Very elegant, incredible cake! Worth the effort! I promise! 8) NOTE: You may add decorative roses, etc. with whipped topping, but pretty enough without it even!
- 12 vanilla cream-filled sandwich style cookies, broken into pieces (Vienna Fingers, 6 1/2 oz)
- 5 tablespoons unsalted butter, cut to pieces, room temp
- 1⁄4 cup sugar
- 2 vanilla beans, split lengthwise
- 1⁄2 cup whipping cream
- 1 1⁄2 lbs cream cheese, room temp
- 1 cup sugar
- 1 pinch salt
- 4 large eggs
- 12 ounces fresh cranberries or 12 ounces frozen cranberries
- 3⁄4 cup sugar
- 1⁄2 cup frozen cranberry juice concentrate, thawed
- 1⁄4 cup water
- Position rack in middle of oven and preheat to 350°.
- Wrap outside of 9-inch springform pan with 2 3/4-inch-high sides with foil.
- Blend cookies, butter and sugar in processor until crumbs clump together.

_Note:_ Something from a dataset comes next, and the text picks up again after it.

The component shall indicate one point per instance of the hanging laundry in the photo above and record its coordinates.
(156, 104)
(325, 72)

- Press on bottom and halfway up sides of pan. Bake crust 10 minutes; set aside.
- Begin filling with tip of small sharp knife. Scrape seeds from vanilla beans into small saucepan; add beans.
- Add cream, bring to simmer over medium heat; set aside uncovered and cool to room temperature discard beans.
- Blend the cheese, sugar and salt in food processor until very smooth. Stop often to scrape sides of bowl.
- Add vanilla cream and blend. Add eggs and process 5 seconds, scrape down sides of bowl, process just until blended.
- Pour filling into crust and bake until sides puff slightly and center is just set, about 50 minutes.
- Place uncovered hot cheesecake into refrigerator to chill thoroughly, at least 6 hours.
- For topping, stir all ingredients in heavy medium saucepan over medium heat until sugar dissolves.
- Increase heat and boil 3 minutes. Press mixture through sieve set over large bowl, pressing firmly on solids.
- Spoon warm topping over chilled cheesecake, spreading evenly.
- Chill until topping is set, at least 2 hours.